To know the inventor, or inventors, of Bitcoin would be a revelation of grand proportion. Some may view it as the key to furthering progression of the cryptocurrency.
Surrounded by a fast-advancing industry, various fronts it must fend off, the state of Bitcoin isn’t as settled as many involved, for business or long-term investment, would care to see it.
Now, enter Wright, who consumed last week’s news headlines.
An academic, computer scientist and, evidently, self-aggrandizer who purported he would publish “a series of pieces that will lay the foundations for [the] extraordinary claim" he was Satoshi, inventor of Bitcoin.
Those following the story know Wright subsequently backed out, reneging on his promise to move bitcoin on one of the early address blocks of the cryptocurrency, “block 9,” writing “...as the events of this week unfolded and I prepared to publish the proof of access to the earliest keys, I broke. I do not have the courage. I cannot.”
This terse message was the culmination of an episode that was kicked-off months ago, in December, with a Wired article that, after reporting it received leaked evidence from someone close to Wright, suggested the 45-year-old Australian may be the real Satoshi Nakamoto.
These claims were further supported by Jon Matonis, founding director of Bitcoin Foundation and Gavin Andresen, chief scientist at the Bitcoin Foundation.
But, as the circus around Wright’s self-outing swept through communities on social media and media publications, a consideration eventually struck: at this point, does it really matter?
It is a fantastic story, sure, one mystery to check off the list of things that surround Bitcoin, but, in the grand scheme, it would be fruitless if such a revelation did not arrive with solutions. Solutions to the current problems plaguing the cryptocurrency today.
From block size to scaling and proliferation, to the centralizing issue (concentration of Bitcoin’s mining power) and more exist as problems that circle the US$7 billion-worth digital currency.
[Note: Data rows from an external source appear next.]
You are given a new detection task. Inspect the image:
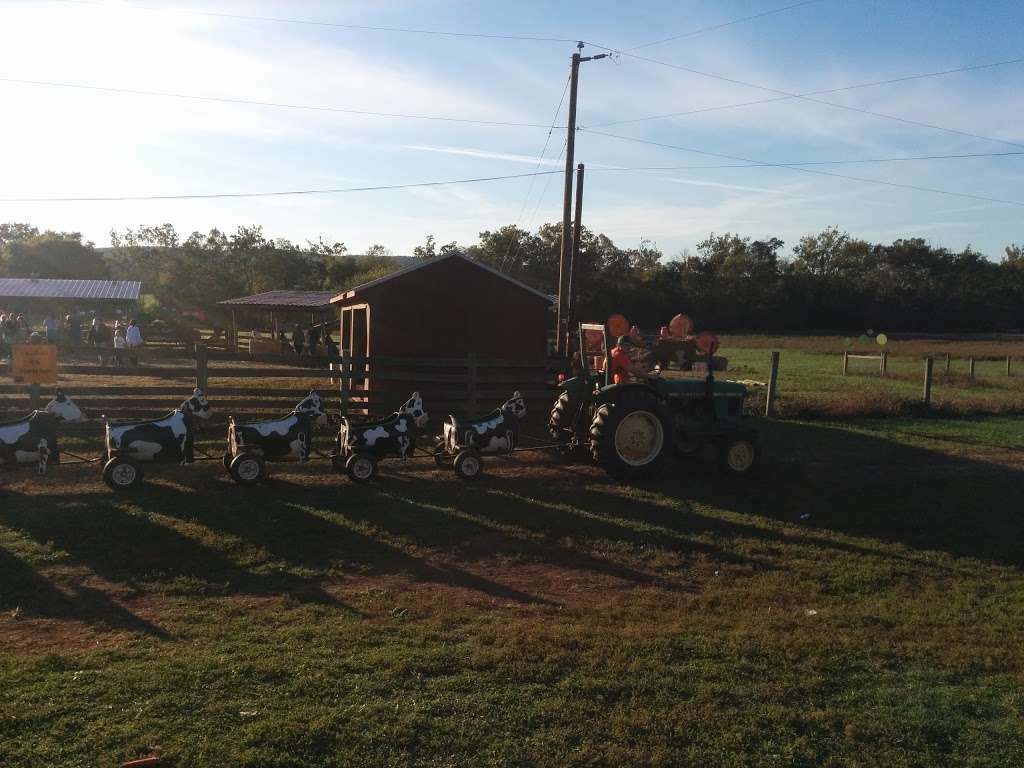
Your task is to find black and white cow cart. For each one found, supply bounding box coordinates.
[331,392,429,482]
[0,389,83,474]
[434,392,526,481]
[224,390,327,485]
[103,389,210,490]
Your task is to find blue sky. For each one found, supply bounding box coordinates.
[0,0,1024,258]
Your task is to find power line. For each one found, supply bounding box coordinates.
[516,77,569,230]
[0,171,561,203]
[590,48,1024,147]
[589,130,1024,207]
[593,58,1024,130]
[0,76,561,128]
[591,148,1024,172]
[57,0,577,43]
[622,0,821,53]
Further, the game Wright played did not seem like an escapade of someone who, in 2009, sought to reinvent the wheel of financial transactions, whilst forgiving fame and fortune for outright anonymity.
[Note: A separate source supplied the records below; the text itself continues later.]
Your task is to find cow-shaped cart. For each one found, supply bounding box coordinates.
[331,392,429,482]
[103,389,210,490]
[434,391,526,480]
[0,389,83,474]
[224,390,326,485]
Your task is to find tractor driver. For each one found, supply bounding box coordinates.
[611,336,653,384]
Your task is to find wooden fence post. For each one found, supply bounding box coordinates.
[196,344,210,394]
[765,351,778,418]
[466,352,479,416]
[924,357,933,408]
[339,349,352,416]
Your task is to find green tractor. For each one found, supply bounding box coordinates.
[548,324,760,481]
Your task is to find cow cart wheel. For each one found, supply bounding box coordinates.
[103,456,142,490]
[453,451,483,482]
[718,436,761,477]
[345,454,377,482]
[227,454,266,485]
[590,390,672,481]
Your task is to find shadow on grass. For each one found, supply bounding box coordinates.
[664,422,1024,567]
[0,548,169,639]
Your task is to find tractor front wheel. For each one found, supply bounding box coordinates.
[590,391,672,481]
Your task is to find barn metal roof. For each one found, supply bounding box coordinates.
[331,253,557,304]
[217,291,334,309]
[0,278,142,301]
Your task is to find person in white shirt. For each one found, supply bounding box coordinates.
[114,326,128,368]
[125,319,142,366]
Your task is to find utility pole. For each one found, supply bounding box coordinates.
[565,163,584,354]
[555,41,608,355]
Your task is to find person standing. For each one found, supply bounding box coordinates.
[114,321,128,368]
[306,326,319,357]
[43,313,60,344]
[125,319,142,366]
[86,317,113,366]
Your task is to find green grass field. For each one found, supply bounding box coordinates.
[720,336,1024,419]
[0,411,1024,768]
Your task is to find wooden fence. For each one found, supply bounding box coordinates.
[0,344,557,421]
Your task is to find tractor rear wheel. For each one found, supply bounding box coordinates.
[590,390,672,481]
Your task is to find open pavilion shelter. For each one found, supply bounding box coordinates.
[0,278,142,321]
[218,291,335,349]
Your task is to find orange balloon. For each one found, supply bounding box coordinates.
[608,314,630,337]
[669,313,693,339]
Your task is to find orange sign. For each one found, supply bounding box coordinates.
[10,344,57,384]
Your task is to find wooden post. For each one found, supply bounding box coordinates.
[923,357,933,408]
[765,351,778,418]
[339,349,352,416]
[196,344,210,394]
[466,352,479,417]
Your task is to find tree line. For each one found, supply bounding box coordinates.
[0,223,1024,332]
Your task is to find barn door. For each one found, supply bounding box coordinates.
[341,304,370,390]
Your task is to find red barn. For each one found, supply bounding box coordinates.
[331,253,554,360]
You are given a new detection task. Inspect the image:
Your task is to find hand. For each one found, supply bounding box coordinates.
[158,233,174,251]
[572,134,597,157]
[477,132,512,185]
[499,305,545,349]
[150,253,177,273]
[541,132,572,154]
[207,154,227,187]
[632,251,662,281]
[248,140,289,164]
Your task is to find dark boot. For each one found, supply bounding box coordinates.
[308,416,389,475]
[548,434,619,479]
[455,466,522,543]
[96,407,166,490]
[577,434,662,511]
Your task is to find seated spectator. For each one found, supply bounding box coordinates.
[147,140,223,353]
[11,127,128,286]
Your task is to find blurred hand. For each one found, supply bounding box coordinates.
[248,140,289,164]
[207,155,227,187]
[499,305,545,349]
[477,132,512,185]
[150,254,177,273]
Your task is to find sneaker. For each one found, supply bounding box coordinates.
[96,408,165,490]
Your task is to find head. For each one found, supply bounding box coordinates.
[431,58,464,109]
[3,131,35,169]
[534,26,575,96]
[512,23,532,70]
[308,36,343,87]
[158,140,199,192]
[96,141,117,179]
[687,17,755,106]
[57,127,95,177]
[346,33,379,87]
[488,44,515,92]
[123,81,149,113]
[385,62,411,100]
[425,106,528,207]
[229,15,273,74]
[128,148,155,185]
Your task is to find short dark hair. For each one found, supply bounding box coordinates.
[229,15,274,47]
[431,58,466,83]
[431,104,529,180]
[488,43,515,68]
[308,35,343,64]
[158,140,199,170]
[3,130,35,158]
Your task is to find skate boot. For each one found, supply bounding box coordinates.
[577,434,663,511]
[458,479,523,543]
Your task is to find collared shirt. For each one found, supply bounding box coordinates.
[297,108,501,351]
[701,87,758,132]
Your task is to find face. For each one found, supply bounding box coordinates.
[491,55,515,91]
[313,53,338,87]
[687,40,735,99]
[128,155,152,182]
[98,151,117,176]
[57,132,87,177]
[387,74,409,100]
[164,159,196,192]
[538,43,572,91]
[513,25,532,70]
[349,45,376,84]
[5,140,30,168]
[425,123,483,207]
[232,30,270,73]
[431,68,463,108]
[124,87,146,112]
Ostensibly, Bitcoin’s inventor created a peer-to-peer payment system he wished no further part of, perhaps as a resounding cherry-on-top for a decentralizing technology. How decentralized is a system with no central owner?
For someone to then emerge suggesting he will prove he’s Satoshi feels entirely out of character.
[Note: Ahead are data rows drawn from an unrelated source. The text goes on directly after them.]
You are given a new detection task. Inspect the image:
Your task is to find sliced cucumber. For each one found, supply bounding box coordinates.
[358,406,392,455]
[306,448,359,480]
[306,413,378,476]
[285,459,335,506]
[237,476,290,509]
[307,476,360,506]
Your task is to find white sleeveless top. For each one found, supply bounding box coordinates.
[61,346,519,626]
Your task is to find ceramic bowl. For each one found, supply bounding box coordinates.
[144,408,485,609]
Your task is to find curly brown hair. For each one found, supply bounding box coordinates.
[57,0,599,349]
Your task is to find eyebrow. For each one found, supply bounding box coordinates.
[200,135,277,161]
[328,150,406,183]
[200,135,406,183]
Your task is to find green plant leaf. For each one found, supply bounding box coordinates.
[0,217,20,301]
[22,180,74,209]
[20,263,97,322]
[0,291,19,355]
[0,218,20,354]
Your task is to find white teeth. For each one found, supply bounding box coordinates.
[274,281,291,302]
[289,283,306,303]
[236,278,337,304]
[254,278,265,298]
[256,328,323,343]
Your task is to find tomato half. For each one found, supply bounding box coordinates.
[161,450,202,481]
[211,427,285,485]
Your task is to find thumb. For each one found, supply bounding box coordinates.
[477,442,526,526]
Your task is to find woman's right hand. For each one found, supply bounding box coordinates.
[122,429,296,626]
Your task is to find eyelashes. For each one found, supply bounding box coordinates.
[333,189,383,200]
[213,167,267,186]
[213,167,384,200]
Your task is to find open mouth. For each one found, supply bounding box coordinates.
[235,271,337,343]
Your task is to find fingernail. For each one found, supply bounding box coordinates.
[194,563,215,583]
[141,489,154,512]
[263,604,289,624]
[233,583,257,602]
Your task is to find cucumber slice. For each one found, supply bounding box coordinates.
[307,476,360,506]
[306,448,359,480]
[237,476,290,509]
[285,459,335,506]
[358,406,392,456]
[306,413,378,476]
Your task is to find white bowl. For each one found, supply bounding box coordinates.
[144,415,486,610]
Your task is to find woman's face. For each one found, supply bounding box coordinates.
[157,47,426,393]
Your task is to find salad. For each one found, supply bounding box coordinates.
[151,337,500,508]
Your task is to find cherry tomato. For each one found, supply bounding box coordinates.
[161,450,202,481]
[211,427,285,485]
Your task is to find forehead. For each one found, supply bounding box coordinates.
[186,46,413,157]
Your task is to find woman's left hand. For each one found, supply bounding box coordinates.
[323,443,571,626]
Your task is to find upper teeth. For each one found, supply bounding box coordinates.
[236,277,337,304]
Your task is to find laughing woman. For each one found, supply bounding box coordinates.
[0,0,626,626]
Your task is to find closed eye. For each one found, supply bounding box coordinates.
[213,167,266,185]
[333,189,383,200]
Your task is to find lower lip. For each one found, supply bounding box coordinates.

Wright didn’t even push to address any of the issues that Bitcoin’s core developers are currently up against, something the creator would surely wish to confront.
And another consideration soon struck.
Perhaps Wright or any of the other “short-listed” Satoshi-possibles are the true inventors of the cryptocurrency. If the true creators were already exposed wouldn’t that seem more perilous to Bitcoin’s fate?
It would mean the inventor or inventors of one of the most exceptional technologies of the 21st century is already thrashing at the problem, trying to progress a cryptocurrency beyond its natural state of parameters they themselves once thought was good enough to function without fault.
Maybe Wright considered his obligation toward the cryptocurrency if he were to be viewed as Satoshi. Or maybe he was just at ground-zero when Bitcoin was being created, and not Satoshi himself.
In any case, the variables to success are plentiful, but the end game remains the same: progress. Anyone, even Bitcoin’s creator(s) who are without solutions toward that end are for lack of better wording, futile to the general cause.
As the Wright saga has seemingly hit its denouement, we should reflect on what to expect from the inventor, or inventors, of Bitcoin, as heralded as he/she/they may be, they may not have the answers to progress, after all, Satoshi Nakamoto did not succeed in creating an infallible product.
It’s time those willing to take the heat, developers inside the cockpit, make the decisions toward advancing the currency beyond parameters set in 2009.